Eventually this gave rise to the monasteries and convents. Among Protestant churches sound, conscientious pastors, like Jonathan Edwards, would frequently gather the youth together for specific instruction, distinct from the rest of the body of the church. In the early 19th century, the Sunday School movement arose to organize just that kind of approach, sensing a need of the children and youth to be addressed directly.
(6) The FIC is a Cure for a Disease that's Not Prevalent:
Today, only a few mega-churches segregate into highly niche-targeted demographics. I don't know of one church in my area that does that. Also, among those that have a "children's church" during the main service, how many would adamantly require children to leave even if a father wanted to keep them in the service? Surely very few. So this is not a widespread problem that deserves an entire movement (or even distinct churches) to address.

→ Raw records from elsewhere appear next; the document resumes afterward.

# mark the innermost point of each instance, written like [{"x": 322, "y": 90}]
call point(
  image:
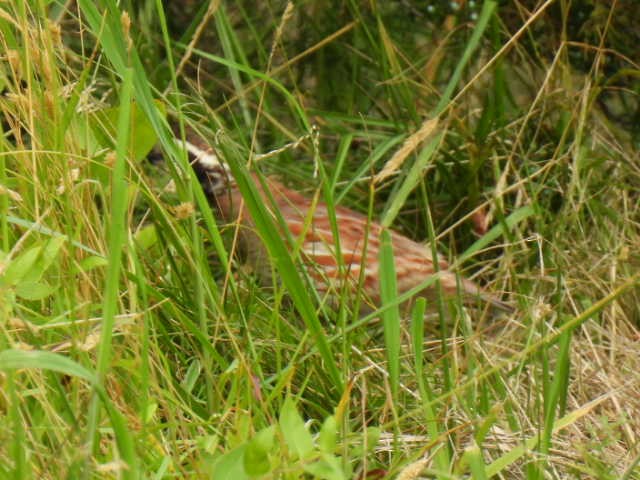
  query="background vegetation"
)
[{"x": 133, "y": 344}]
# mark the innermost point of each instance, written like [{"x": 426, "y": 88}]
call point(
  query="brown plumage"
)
[{"x": 312, "y": 231}]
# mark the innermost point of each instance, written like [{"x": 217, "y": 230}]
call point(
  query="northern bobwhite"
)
[{"x": 413, "y": 261}]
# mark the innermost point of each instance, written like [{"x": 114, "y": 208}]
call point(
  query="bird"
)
[{"x": 356, "y": 263}]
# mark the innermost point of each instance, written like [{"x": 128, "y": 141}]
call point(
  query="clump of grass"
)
[{"x": 134, "y": 342}]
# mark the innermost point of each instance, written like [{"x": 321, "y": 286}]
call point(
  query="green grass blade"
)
[{"x": 391, "y": 316}]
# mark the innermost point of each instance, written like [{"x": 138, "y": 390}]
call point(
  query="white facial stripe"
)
[{"x": 206, "y": 159}]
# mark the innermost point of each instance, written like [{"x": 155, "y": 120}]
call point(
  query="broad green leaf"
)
[
  {"x": 327, "y": 438},
  {"x": 21, "y": 265},
  {"x": 230, "y": 466},
  {"x": 295, "y": 433},
  {"x": 146, "y": 237},
  {"x": 49, "y": 253},
  {"x": 256, "y": 455}
]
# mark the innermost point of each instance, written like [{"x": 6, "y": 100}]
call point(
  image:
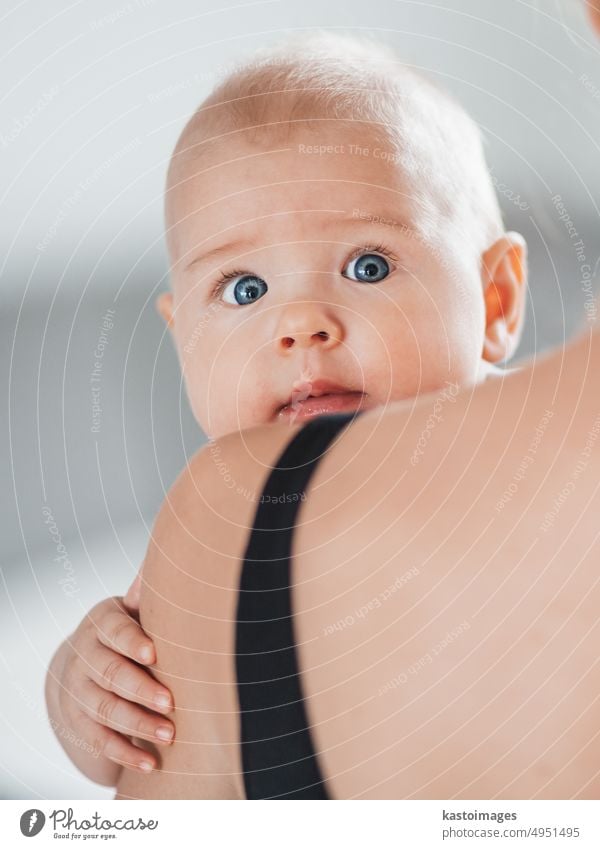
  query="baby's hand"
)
[{"x": 105, "y": 697}]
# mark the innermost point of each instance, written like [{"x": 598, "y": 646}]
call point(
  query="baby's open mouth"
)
[{"x": 314, "y": 405}]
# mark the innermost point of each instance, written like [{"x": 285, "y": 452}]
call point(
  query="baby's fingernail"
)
[
  {"x": 162, "y": 700},
  {"x": 146, "y": 653},
  {"x": 164, "y": 732}
]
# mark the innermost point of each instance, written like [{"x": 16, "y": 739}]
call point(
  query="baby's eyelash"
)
[
  {"x": 226, "y": 276},
  {"x": 373, "y": 249}
]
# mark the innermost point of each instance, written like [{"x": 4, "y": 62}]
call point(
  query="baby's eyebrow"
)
[
  {"x": 236, "y": 246},
  {"x": 356, "y": 216}
]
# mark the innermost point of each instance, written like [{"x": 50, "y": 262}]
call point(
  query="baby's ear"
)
[
  {"x": 504, "y": 277},
  {"x": 164, "y": 306}
]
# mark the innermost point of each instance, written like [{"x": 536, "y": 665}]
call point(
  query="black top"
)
[{"x": 278, "y": 756}]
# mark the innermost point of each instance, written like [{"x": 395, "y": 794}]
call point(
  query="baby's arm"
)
[{"x": 94, "y": 692}]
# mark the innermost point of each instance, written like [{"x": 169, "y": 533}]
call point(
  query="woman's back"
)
[{"x": 445, "y": 585}]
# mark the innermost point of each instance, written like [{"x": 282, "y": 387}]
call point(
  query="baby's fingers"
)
[
  {"x": 112, "y": 671},
  {"x": 114, "y": 746},
  {"x": 120, "y": 632},
  {"x": 125, "y": 717}
]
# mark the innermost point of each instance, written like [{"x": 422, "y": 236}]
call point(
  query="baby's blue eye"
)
[
  {"x": 367, "y": 268},
  {"x": 246, "y": 289}
]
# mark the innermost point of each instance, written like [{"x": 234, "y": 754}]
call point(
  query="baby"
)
[{"x": 335, "y": 244}]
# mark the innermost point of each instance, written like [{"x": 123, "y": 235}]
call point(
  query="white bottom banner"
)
[{"x": 410, "y": 824}]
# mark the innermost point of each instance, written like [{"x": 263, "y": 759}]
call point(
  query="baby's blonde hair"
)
[{"x": 319, "y": 77}]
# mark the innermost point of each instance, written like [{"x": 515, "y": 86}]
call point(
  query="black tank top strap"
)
[{"x": 278, "y": 756}]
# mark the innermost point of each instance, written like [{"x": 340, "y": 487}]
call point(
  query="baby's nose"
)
[{"x": 308, "y": 324}]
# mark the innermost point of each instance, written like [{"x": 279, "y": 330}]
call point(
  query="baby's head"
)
[{"x": 332, "y": 225}]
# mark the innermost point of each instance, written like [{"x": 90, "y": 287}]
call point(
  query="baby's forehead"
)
[{"x": 317, "y": 182}]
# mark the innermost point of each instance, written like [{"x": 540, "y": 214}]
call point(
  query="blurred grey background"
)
[{"x": 93, "y": 97}]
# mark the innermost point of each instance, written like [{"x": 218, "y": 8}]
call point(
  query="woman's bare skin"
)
[{"x": 508, "y": 707}]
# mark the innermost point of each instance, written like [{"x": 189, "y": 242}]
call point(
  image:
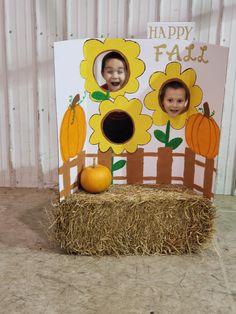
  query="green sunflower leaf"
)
[
  {"x": 160, "y": 136},
  {"x": 174, "y": 143}
]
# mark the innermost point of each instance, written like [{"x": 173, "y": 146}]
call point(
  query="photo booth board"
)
[
  {"x": 128, "y": 130},
  {"x": 171, "y": 30}
]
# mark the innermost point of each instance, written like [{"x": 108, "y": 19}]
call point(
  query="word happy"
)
[
  {"x": 174, "y": 53},
  {"x": 169, "y": 32}
]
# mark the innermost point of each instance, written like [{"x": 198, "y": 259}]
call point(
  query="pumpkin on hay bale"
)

(7) Misdefinition of the Church:
The FICM has defined the church as a "family of families". Even if they've erased that formal definition, they act as though the church is not a gathering of individual believers around Jesus but of separate families. But in the Bible, there is eventually, ultimately one family. The church is the "household of God" (1 Tim. 3:15). The Lord puts people from all kinds of families and frequently (and sadly) often there are only some people from each family that are truly converted and made part of the church. The family is a creation institution that will end with the old creation. The church, however, as the assembly of God's people, will last eternally. Making the church centered on the family, subverts the church.
(8) Familism:
The Lord Jesus pitted loyalty to the family against loyalty to Him. When He was informed that his natural family was outside and wanted to speak with Him, rather than putting "integrating" with that family as a priority, he pointed to those around Him, listening to the Word of God (the church) and said, "Here are my mother and my brothers!" (Mt. 12:46ff.) In other words, the spiritual family of the church takes priority over the natural family. This is the practice the church is to follow. On the other hand, the FIC smacks of "familism". Familism - the making the family the ultimate loyalty - is an idol, a competitor to the Lordship of Christ; hence, Jesus tells us we must be willing to "hate" the family to follow Him. On paper The National Center for Family-Intergrated Churches (NCFIC), the main source for FIC doctrine, affirms this, "We affirm that the gospel may divide families because the gospel can "set a man at variance against his father" and that "He that loveth father or mother more than me is not worthy of me" and that our duty is to obey God rather than man (Matt. 10:35-37; Acts 4:19-21). We deny/reject that loyalty to the family should ever supersede obedience to God which makes the family an idol." While that would seem to answer my objection, keep in mind that errant movements usually profess, in formal doctrine, not to take their positions to the problematic extremes. Traditions that use icons in their worship, bowing before and lighting candles to them, deny they are practicing idolatry; they say they are only "venerating" images, etc. Just because people can deny what they are doing, doesn't mean that they aren't doing it. Practice and priorities speak volumes about what a group's true convictions are, notwithstanding their formal doctrinal statements. So, we must ask, if they are not making an idol out of the family, why are they making such a priority of something not at all found in scripture? Why do they think it is so important? I once had a prospective elder in a FIC church seriously suggest to me that Jesus didn't know what they know about how to save whole families; that Jesus' challenge to discipleship wouldn't be necessary if we only follow the FIC model.
Certainly, a healthy church should be creating healthy families. But a church can only be healthy if it is Christ centered. A "family centered church" is, by definition, not Christ centered and so won't be healthy and will, tragically, not create healthy families, or disciples.